When interviewing several candidates for a job there is often a bias towards one candidate. In fact, there should be! After all, you need to pick just one person to offer the position to at the end of the process. But it’s those last few words that get can be overlooked and prove costly: “…at the end of the process”
On numerous occasions, I have seen recruiting companies try to shortcut the process to reach a conclusion more quickly. Feeling that recruiting someone is a distraction from the day to day activity and needing to get someone in quickly, the hiring manager decides who their preferred candidate is at first interview and only brings back that person for a second meeting usually caveated with something along the lines of “we’ll just keep candidate B warm in case things don’t work out with candidate A”
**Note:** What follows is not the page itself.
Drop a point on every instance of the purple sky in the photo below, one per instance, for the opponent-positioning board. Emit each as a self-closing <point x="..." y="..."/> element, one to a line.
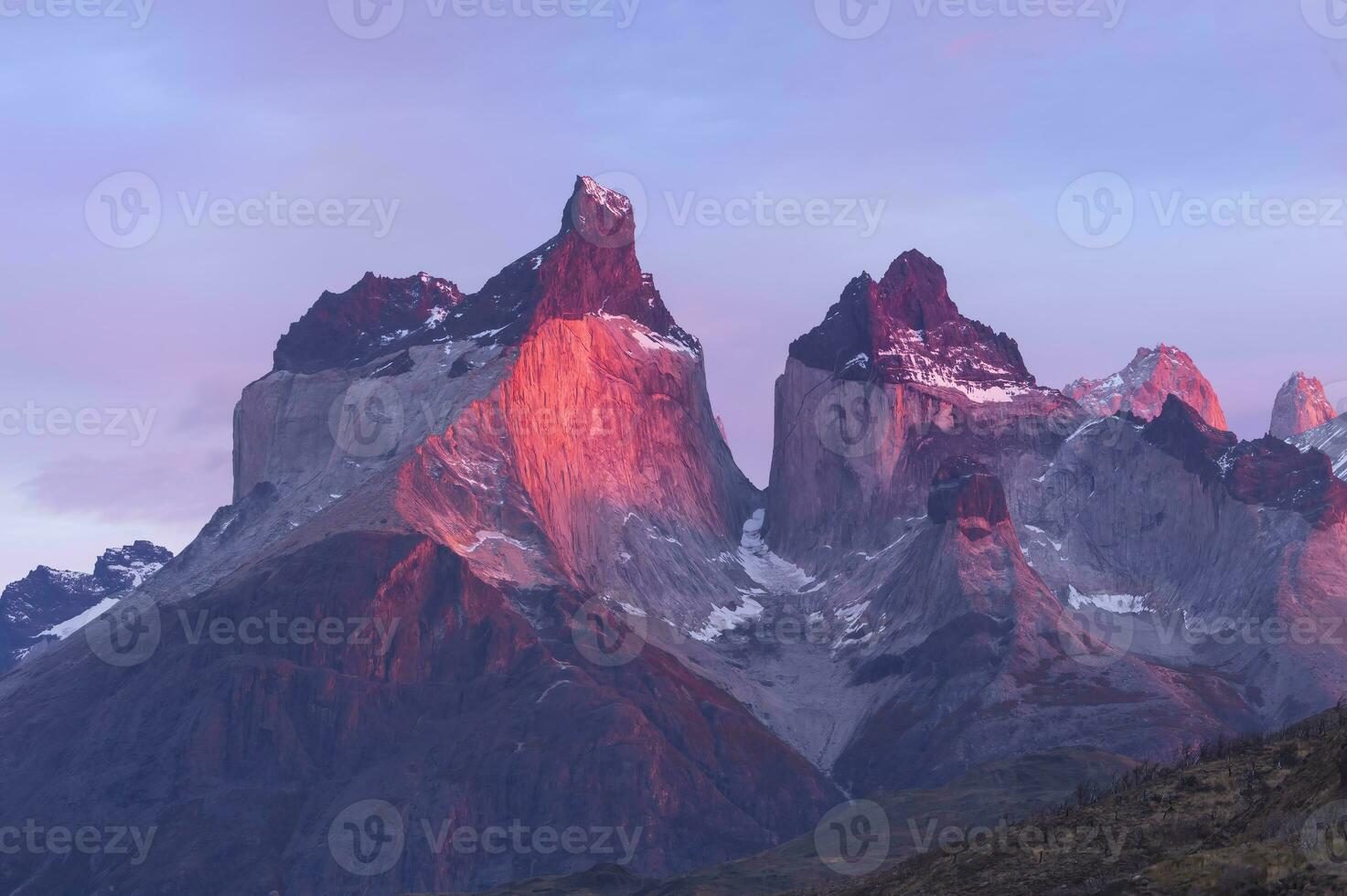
<point x="968" y="128"/>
This is a poorly judged gamble. If the company isn’t successful in hiring candidate A and they want to go back to B they will encounter the following problems:
- Delay of appointment: Having spent aborted time with candidate A they now have to go back to candidate B and will add at least a couple of weeks by restarting the second interview with B.
- Back to square one: Feeling second best, candidate B has withdrawn their interest or been offered a job elsewhere. The company may be looking at starting their recruitment from scratch with no viable candidates in the pipeline.
- Increased salary cost: Candidate B now knows that their negotiating position re salary has considerably strengthened given the hiring company’s lack of alternatives and possibly B having established an alternative job offer in the interim period.
So what is the cost of mitigating all of this risk?
An hour of your time.
That’s all it takes to bring candidate B in for a second interview at the same time as A and make sure your process is completed before making a decision. If you need to revert to candidate B you won’t face the difficulties outlined above if you have moved swiftly in switching your job offer from A to B.